Es inverosímil lo que está diciendo, dice esperar sin ninguna razón a un hombre del cual sabe solo su nombre. Observo la hora de mi celular.
—Bueno, yo ya debo irme, la estación cerrará en veinte minutos y...
—Quédate conmigo —me suplica—, me da miedo quedarme sola.
—No puedo, lo siento, debo apresurarme sino perderé el último carro.
—Solo cinco minutos —me contempla con fijeza.

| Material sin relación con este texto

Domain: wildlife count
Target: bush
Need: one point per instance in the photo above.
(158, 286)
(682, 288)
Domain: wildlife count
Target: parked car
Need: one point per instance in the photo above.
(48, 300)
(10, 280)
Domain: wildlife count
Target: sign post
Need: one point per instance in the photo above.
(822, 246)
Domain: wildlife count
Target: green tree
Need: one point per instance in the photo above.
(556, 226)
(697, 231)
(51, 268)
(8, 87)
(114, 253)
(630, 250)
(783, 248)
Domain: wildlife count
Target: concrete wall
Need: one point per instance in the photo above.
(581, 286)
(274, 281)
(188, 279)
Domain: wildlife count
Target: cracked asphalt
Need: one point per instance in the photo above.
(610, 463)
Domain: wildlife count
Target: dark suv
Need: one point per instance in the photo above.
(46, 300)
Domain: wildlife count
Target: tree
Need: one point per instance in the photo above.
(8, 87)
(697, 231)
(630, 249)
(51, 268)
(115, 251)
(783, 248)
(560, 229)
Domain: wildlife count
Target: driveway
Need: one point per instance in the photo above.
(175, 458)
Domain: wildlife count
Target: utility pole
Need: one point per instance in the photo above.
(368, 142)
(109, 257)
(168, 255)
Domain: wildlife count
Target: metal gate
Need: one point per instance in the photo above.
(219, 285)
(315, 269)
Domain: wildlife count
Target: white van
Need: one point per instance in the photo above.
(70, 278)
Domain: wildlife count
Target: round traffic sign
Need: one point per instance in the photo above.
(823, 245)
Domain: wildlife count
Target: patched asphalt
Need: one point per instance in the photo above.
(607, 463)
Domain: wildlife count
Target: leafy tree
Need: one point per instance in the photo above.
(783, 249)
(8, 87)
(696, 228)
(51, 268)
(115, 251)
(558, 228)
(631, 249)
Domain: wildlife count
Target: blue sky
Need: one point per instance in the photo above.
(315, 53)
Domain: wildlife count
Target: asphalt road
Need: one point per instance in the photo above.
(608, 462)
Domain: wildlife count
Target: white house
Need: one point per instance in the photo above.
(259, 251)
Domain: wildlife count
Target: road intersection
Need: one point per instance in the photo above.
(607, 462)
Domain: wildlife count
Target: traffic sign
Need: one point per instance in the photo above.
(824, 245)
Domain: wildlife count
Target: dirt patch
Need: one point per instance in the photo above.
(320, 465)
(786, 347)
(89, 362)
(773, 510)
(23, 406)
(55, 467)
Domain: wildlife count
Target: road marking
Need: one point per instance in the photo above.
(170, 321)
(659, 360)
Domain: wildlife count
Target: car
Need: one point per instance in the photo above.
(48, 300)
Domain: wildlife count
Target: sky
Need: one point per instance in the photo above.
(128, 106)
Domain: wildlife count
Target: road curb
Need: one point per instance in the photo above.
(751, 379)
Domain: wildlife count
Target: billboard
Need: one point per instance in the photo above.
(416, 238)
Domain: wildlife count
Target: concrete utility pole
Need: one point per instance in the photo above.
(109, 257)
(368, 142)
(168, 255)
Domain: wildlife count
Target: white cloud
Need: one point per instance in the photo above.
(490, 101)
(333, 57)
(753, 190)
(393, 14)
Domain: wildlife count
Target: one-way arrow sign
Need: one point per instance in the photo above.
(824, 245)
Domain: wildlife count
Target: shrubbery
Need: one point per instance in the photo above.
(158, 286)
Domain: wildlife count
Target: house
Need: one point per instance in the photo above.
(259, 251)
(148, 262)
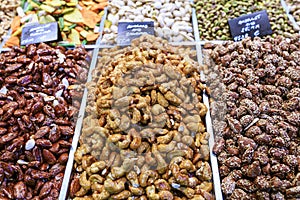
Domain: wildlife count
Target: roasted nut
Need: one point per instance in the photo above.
(144, 134)
(253, 114)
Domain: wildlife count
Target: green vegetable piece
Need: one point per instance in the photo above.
(84, 42)
(28, 8)
(61, 23)
(75, 16)
(74, 36)
(72, 26)
(36, 2)
(47, 8)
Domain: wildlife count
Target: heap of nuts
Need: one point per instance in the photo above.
(143, 136)
(172, 18)
(256, 116)
(294, 9)
(7, 13)
(40, 91)
(213, 16)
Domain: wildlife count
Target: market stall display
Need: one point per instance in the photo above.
(172, 19)
(256, 116)
(143, 135)
(78, 20)
(40, 94)
(213, 16)
(294, 9)
(7, 13)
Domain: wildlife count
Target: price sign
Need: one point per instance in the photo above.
(128, 31)
(38, 33)
(252, 25)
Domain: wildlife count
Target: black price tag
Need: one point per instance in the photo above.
(251, 25)
(128, 31)
(38, 33)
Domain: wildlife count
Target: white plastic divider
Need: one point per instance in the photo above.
(208, 121)
(69, 167)
(5, 38)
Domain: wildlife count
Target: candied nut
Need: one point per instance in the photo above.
(228, 185)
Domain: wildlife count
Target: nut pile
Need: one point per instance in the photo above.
(213, 16)
(40, 91)
(78, 20)
(7, 13)
(172, 19)
(143, 136)
(294, 9)
(256, 117)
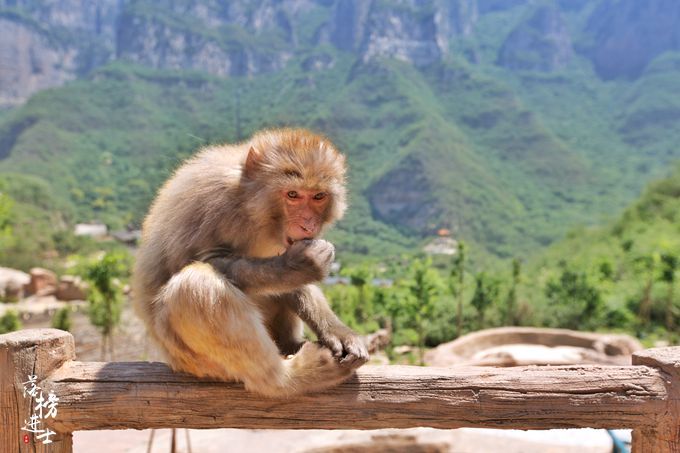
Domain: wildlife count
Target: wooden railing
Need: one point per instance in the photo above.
(92, 395)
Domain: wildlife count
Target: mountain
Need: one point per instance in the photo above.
(505, 122)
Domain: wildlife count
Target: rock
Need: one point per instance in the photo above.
(43, 282)
(71, 288)
(12, 284)
(520, 346)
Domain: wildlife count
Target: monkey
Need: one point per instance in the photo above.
(226, 271)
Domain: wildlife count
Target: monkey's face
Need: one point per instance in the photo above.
(304, 212)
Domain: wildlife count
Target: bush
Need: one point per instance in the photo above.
(10, 322)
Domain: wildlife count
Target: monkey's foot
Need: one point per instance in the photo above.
(314, 368)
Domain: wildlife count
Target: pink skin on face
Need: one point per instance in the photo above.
(304, 209)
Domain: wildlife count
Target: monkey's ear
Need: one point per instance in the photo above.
(253, 162)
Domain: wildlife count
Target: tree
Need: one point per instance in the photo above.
(9, 322)
(423, 289)
(457, 285)
(511, 300)
(62, 319)
(669, 266)
(648, 265)
(6, 233)
(486, 292)
(575, 303)
(105, 296)
(360, 278)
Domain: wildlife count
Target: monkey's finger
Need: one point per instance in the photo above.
(352, 361)
(334, 344)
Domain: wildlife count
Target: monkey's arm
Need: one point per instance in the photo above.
(312, 307)
(304, 262)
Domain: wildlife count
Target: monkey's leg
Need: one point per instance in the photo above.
(312, 307)
(225, 337)
(286, 329)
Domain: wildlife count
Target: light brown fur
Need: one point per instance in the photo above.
(215, 282)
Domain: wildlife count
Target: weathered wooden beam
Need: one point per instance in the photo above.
(35, 352)
(664, 436)
(149, 395)
(142, 395)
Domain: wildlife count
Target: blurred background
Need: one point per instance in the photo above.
(512, 162)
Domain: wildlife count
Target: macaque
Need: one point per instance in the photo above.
(230, 252)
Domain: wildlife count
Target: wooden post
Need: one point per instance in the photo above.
(665, 437)
(36, 352)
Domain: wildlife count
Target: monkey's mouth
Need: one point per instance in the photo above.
(290, 241)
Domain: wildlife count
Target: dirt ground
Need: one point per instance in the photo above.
(130, 344)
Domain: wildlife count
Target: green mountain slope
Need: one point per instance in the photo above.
(507, 152)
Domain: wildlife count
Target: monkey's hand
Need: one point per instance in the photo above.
(346, 346)
(312, 258)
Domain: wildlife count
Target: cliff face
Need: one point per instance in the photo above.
(51, 41)
(540, 43)
(626, 35)
(47, 43)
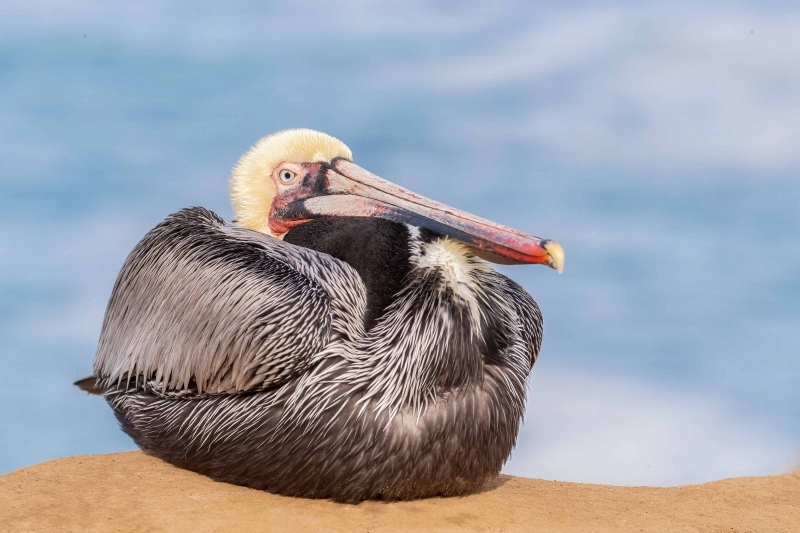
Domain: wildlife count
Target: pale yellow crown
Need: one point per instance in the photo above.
(252, 188)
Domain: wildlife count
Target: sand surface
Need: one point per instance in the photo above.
(134, 492)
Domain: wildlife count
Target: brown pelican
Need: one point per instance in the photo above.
(344, 338)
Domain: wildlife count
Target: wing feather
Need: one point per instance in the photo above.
(203, 306)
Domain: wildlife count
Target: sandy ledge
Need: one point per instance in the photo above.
(134, 492)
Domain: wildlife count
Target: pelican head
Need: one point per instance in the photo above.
(294, 176)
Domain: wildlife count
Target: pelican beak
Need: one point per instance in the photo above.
(349, 190)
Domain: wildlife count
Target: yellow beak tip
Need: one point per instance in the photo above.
(556, 253)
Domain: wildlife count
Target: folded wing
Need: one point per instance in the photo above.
(202, 306)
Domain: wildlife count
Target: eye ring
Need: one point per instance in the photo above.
(286, 175)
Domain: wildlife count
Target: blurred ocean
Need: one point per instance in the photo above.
(659, 145)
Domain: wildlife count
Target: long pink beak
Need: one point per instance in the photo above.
(349, 190)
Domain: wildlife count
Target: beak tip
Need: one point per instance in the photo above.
(556, 253)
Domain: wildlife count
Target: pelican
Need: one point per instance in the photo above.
(343, 338)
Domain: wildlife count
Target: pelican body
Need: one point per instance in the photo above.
(344, 338)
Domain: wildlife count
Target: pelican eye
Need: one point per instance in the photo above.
(286, 175)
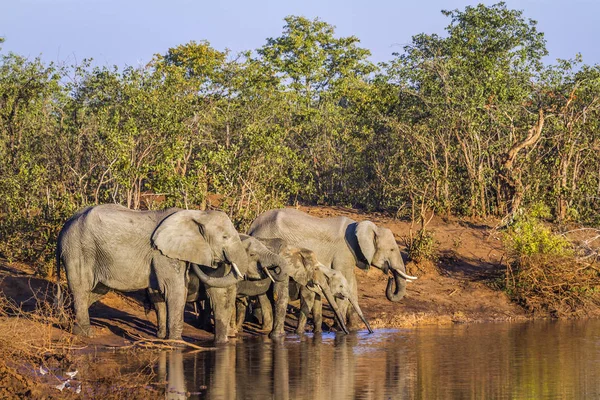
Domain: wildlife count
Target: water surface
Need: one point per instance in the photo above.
(541, 360)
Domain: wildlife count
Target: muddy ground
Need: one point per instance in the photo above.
(460, 287)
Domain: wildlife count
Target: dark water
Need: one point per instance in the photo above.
(542, 360)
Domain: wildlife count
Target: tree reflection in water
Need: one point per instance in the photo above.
(529, 360)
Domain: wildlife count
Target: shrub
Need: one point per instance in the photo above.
(422, 246)
(542, 273)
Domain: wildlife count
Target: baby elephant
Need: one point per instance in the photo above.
(309, 280)
(261, 263)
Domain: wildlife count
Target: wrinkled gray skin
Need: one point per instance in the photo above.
(309, 280)
(262, 262)
(111, 247)
(339, 243)
(304, 272)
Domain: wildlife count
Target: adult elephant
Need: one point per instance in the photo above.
(111, 247)
(339, 243)
(310, 280)
(262, 263)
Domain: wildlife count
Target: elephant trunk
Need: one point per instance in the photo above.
(398, 293)
(223, 282)
(275, 260)
(236, 255)
(360, 314)
(253, 288)
(331, 300)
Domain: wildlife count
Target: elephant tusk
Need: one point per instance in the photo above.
(269, 274)
(237, 271)
(407, 277)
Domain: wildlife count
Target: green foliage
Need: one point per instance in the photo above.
(469, 122)
(527, 236)
(422, 246)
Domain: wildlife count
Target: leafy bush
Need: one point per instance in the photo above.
(527, 236)
(542, 273)
(421, 246)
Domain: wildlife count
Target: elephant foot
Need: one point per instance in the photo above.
(83, 330)
(221, 339)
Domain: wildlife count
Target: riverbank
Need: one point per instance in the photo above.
(461, 286)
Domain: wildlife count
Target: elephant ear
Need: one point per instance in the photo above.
(181, 236)
(365, 233)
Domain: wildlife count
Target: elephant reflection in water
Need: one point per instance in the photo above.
(170, 369)
(314, 368)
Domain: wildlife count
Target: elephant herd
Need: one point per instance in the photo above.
(182, 256)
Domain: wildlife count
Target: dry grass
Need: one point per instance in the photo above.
(37, 339)
(556, 286)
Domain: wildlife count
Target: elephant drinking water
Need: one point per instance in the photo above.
(339, 243)
(111, 247)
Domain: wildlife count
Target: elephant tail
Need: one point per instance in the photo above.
(59, 303)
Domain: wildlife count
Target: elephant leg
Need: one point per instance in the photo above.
(353, 321)
(96, 294)
(267, 312)
(281, 297)
(318, 314)
(307, 299)
(204, 319)
(175, 305)
(81, 303)
(222, 302)
(240, 306)
(161, 319)
(160, 308)
(344, 307)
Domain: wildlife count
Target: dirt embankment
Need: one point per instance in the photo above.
(458, 288)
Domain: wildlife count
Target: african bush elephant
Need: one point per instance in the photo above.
(339, 243)
(111, 247)
(309, 280)
(262, 263)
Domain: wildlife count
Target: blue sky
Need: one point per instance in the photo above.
(129, 32)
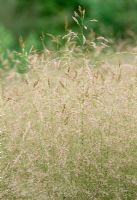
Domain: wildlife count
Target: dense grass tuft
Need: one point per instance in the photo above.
(69, 129)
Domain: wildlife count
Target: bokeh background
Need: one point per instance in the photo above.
(30, 18)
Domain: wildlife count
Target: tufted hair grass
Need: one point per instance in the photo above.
(69, 128)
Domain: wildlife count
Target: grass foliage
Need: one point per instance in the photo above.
(68, 128)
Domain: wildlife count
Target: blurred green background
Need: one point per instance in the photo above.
(29, 18)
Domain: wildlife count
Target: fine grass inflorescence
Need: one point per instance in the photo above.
(69, 125)
(68, 129)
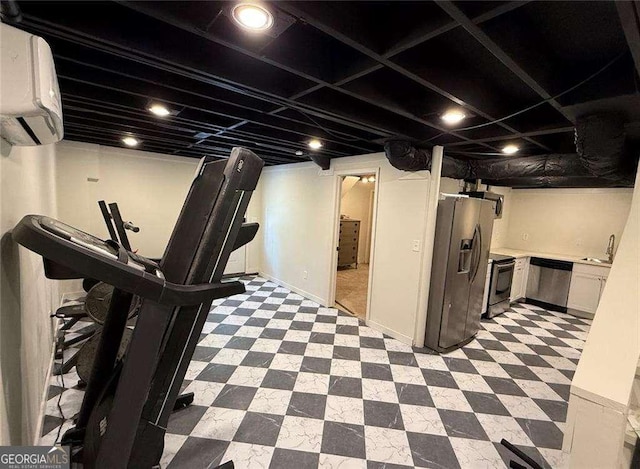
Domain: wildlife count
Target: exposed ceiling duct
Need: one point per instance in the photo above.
(603, 159)
(321, 160)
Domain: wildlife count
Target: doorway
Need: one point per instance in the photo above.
(356, 220)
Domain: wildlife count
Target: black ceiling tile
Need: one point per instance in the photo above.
(559, 43)
(541, 116)
(375, 25)
(368, 114)
(476, 8)
(457, 63)
(314, 53)
(394, 90)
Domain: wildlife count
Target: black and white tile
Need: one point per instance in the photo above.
(281, 382)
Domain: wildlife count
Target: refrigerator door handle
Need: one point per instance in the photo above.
(477, 246)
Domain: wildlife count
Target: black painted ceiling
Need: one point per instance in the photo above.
(349, 73)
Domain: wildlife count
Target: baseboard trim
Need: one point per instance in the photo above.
(45, 392)
(299, 291)
(390, 332)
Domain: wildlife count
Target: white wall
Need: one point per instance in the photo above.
(27, 185)
(574, 222)
(298, 213)
(501, 225)
(149, 188)
(602, 385)
(355, 204)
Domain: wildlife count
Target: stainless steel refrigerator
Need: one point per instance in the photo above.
(461, 250)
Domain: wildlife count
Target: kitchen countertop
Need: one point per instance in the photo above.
(546, 255)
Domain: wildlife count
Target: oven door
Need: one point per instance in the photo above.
(501, 277)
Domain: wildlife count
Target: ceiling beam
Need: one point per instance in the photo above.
(148, 10)
(536, 133)
(241, 113)
(499, 54)
(629, 12)
(125, 51)
(331, 31)
(418, 38)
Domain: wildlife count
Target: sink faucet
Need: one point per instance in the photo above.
(612, 242)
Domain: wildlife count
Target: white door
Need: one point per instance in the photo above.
(516, 283)
(584, 292)
(236, 263)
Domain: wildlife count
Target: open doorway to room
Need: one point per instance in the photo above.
(356, 218)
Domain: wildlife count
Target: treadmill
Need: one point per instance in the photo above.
(127, 403)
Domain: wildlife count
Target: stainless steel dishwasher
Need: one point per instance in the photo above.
(548, 283)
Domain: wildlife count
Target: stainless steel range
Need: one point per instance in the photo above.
(500, 285)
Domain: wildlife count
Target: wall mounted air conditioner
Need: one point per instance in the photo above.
(30, 107)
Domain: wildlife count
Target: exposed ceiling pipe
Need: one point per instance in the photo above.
(603, 160)
(321, 160)
(10, 11)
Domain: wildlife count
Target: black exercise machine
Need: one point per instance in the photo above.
(127, 403)
(96, 302)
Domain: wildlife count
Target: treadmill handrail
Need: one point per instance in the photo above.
(123, 276)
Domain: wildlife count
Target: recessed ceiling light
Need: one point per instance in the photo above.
(454, 116)
(252, 16)
(159, 110)
(130, 141)
(315, 144)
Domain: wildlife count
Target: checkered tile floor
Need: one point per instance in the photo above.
(281, 382)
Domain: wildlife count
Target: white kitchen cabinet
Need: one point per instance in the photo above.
(587, 285)
(519, 282)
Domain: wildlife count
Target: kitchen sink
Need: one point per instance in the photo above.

No entiendo como con el frío que hace solo viste con un corto vestido color rosa, unas calzas y una chaqueta azul.
—Está bien, pero solo cinco minutos —suspiró y ella sonrió satisfecha.
Caminamos en dirección a la plaza, los árboles oscurecen el lugar, como si no quisieran que las luces de los postes iluminaran la enorme plaza. Los columpios y balancines vacíos producen un extraño sentimiento de angustia. El ambiente se hace más pesado y la niebla parece haberse vuelto más tupida, es como si de repente mi cuerpo me empujará a huir de inmediato de aquel lugar. Observó la hora en mi teléfono, han sido los cinco minutos más largos, siento que llevamos casi media hora ahí paradas pero los minutos no avanzan. Estamos solas, completamente solas...
—¿Por qué no hay nadie en los alrededores? —observo hacia las calles y no veo a otras personas cerca, ni siquiera vehículos a pesar de ser usualmente una calle muy concurrida— Será mejor que nos vayamos esto me está asustando.
Catalina me mira respirando agitada y sus ojos aterrados se detienen en los míos. Sus pupilas dilatadas de una forma perturbada me obligan a tragar saliva siento que he cometido un enorme error de estar en este lugar. Los latidos insipientes de mi corazón es el único sonido que interrumpe el silencio que se ha devorado hasta el sonido de las cadenas oxidadas del columpio que hasta unos segundos se balanceaba de un lado a otro sin que alguien lo estuviera moviendo.